Hay una muchacha que se llama Juanita. Juanita es baja y muy mala. Juanita anda en una línea derecha al río. Juega y ve un bote en el suelo. Anda con el bote al río. Tira el bote en el río.
Hay un pez bueno que se llama José. El pez no anda. El pez está en el agua del río. José nada en el agua del río. José nada y juega en el río. Ve un bote en el río y nada al bote. Salta al bote. José salta muy bien.
Juanita ve el pez que salta en el bote. Juanita anda en el río y agarra el bote con el pez. Juanita tiene hambre. Juanita toca el pez y agarra el pez. Prepara el pez y lo pone en el plato.
Ahora José no es pez; es pescado. ¡Pobrecito! Juanita come el pescado. Ahora necesita un refresco.

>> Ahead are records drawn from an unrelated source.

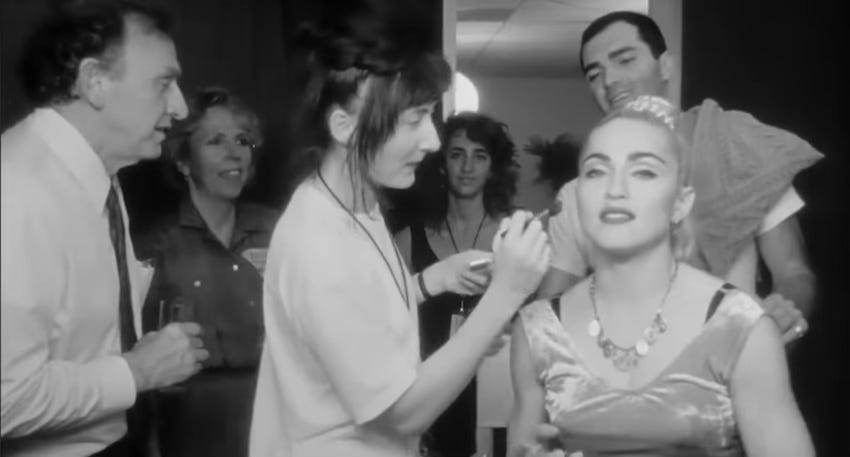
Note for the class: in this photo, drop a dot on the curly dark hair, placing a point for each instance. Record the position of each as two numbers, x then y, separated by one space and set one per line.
177 148
52 54
500 188
376 45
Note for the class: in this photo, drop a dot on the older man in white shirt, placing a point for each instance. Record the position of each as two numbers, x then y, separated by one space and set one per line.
105 78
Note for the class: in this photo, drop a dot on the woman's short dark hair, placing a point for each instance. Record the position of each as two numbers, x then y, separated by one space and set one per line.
371 49
177 149
500 188
52 55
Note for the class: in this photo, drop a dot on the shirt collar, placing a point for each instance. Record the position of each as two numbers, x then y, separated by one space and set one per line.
69 145
248 220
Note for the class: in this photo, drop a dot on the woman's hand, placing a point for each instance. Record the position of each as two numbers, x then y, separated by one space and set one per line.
521 254
792 325
453 274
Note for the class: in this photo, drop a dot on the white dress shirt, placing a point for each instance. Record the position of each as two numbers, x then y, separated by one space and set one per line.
65 386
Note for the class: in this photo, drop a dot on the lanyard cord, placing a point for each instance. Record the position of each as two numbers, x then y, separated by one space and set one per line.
474 240
404 295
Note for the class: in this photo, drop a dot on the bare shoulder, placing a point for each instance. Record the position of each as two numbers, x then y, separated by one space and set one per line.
576 298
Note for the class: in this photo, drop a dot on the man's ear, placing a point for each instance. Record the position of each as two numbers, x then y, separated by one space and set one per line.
668 65
341 124
92 82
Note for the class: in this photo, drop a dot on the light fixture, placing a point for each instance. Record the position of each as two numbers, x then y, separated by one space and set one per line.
466 95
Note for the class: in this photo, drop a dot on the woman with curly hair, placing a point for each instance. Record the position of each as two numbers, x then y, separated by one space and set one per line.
466 189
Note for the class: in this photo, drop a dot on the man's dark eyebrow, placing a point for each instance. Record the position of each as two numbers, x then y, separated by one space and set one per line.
590 66
596 155
635 156
171 73
620 51
611 55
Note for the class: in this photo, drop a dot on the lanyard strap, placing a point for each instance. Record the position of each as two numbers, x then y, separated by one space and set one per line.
405 295
474 240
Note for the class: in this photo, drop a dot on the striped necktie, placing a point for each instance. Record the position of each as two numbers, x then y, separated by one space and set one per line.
116 234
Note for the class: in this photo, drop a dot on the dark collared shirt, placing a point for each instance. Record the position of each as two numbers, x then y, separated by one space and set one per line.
219 283
210 414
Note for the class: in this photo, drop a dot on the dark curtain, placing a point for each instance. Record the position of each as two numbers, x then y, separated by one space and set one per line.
784 62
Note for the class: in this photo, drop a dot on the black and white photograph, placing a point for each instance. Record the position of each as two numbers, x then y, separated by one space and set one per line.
424 228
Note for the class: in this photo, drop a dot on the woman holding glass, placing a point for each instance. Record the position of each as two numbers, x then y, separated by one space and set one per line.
209 257
649 356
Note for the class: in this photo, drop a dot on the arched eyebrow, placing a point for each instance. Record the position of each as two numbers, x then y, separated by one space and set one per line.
597 156
611 56
639 155
632 157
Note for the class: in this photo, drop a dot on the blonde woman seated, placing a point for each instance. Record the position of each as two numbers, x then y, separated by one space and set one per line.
648 356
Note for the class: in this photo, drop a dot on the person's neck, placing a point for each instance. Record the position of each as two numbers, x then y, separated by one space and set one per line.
642 278
356 194
462 212
219 214
86 121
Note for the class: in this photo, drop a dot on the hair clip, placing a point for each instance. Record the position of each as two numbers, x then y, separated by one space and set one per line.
657 107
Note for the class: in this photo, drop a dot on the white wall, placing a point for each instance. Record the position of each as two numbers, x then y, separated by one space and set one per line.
536 106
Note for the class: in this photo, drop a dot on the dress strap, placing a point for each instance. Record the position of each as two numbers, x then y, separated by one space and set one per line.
717 299
556 306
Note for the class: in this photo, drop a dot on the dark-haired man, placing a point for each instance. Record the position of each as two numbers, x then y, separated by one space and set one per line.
105 80
742 171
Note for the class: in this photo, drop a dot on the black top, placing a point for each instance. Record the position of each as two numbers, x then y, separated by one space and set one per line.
210 414
453 433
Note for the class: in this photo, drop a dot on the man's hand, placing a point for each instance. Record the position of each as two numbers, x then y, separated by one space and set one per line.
167 356
788 318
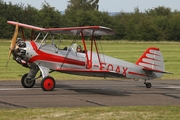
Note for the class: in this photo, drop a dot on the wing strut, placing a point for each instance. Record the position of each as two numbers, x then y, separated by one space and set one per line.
89 61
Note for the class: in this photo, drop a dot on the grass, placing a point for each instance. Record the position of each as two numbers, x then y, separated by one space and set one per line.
129 51
94 113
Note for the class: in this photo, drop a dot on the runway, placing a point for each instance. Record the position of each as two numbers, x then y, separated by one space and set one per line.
79 93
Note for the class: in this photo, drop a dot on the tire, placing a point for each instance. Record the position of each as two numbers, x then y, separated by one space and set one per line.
48 83
148 85
27 83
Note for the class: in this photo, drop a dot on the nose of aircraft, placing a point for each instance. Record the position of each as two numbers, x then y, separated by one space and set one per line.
17 48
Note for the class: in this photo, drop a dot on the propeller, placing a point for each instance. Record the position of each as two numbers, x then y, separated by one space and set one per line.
13 43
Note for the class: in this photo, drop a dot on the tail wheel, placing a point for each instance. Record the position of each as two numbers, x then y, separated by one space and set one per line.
27 83
48 83
148 85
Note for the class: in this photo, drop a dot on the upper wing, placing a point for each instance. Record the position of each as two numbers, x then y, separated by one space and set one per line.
85 30
25 25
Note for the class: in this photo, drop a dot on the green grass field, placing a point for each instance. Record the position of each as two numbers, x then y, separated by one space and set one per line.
129 51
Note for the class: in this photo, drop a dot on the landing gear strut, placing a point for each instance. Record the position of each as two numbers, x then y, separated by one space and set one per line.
148 85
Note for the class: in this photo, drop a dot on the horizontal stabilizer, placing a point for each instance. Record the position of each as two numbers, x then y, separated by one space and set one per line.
159 71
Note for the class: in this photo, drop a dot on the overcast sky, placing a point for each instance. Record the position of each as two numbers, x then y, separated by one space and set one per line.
107 5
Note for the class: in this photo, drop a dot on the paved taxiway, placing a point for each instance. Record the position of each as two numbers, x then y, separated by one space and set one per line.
90 93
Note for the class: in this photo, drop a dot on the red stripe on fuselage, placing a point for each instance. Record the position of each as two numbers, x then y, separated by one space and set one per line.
53 58
134 73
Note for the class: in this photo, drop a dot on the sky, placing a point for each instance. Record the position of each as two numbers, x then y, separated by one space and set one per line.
107 5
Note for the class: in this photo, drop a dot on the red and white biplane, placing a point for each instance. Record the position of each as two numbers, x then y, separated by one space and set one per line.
39 55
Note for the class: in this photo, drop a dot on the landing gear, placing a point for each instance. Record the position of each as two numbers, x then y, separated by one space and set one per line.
27 83
148 85
48 83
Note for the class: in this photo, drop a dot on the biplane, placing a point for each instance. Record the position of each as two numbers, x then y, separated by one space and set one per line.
39 55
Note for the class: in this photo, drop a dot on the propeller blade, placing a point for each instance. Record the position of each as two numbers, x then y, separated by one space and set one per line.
13 43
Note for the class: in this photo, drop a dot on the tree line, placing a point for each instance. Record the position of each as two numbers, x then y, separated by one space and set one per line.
152 25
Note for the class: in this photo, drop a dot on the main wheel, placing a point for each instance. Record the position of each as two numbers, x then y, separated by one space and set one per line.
48 83
148 85
27 83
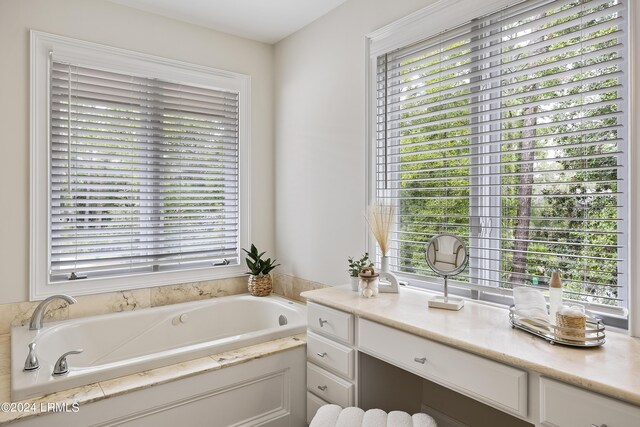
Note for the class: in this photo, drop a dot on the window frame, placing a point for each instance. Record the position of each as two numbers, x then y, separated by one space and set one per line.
118 60
445 15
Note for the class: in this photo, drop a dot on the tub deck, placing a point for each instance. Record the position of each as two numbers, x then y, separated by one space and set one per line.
114 387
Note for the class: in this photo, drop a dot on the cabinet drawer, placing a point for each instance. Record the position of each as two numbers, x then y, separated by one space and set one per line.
313 404
562 405
330 355
496 384
330 322
328 386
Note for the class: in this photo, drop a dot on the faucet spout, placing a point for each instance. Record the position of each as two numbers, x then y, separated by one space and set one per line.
38 315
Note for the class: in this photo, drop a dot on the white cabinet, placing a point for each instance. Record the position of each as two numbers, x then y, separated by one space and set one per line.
334 324
331 356
562 405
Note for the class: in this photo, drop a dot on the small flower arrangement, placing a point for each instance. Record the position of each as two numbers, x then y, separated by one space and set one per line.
357 265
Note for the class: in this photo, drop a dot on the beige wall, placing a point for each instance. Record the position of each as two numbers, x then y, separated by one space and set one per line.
320 138
114 25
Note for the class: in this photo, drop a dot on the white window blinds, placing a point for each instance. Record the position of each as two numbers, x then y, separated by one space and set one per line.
143 174
510 131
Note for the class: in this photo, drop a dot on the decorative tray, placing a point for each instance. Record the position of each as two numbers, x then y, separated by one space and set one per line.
591 336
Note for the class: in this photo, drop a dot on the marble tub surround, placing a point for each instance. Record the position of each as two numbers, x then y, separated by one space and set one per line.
613 369
174 294
291 287
18 314
104 389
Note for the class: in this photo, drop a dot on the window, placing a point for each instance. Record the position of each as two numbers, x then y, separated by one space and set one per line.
511 132
143 182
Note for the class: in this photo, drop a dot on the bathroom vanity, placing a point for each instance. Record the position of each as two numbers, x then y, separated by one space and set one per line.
473 352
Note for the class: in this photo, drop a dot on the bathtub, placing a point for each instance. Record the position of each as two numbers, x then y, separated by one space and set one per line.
120 344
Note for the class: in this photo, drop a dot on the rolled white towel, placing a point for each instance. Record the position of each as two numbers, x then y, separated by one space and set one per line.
423 420
399 419
326 416
374 418
350 417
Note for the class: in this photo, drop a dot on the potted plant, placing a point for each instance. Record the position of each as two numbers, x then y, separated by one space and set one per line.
260 282
355 267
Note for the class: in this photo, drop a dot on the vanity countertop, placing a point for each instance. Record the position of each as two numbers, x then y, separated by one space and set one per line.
109 388
612 369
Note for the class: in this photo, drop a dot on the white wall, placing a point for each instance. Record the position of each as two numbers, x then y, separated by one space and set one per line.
320 139
114 25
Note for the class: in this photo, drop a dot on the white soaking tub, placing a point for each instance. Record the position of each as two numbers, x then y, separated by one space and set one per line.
119 344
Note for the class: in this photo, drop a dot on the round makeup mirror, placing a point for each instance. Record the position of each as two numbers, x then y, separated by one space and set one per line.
447 255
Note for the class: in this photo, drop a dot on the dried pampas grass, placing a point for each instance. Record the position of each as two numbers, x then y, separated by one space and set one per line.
380 219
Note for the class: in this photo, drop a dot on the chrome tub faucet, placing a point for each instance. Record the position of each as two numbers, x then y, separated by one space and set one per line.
38 315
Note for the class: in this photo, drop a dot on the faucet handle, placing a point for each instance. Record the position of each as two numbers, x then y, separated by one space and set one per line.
31 364
61 367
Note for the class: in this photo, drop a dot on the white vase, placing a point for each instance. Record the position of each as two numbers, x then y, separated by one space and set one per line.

In the last story they read, “que” and “ahora” were new words that they had to figure out.
These stories are due on Monday, August 30, 2010.
NOTE: Some students start reading and stop as soon as they come to a word they don’t know. Instead of continuing on, they just quit and say they CAN’T do it.
A change of mindset has to occur!!!
They CAN always do it, or I wouldn’t give them such work. It IS WORK!!! THEY MUST THINK!!! Copying work from other people or having someone else do it for them will NEVER allow them to develop the skills that they need to SUCCEED on their own.
ADVICE FOR STUDENTS: When translating, just leave a blank for the unknown word. Continue writing what you DO know. After reading more of the story, you will probably get another clue to the meaning of that word. Even if you aren’t exactly right, you probably will get the right idea!!! Look at the word endings or the stems of words. Those also give us clues. Often that’s what we have to do when listening and reading new material. As you practice, you will find that you are right more often than not!!!! It is a difficult skill to acquire, but it is one that you should have already acquired while learning to read English. Now you just have to transfer those skills to another language.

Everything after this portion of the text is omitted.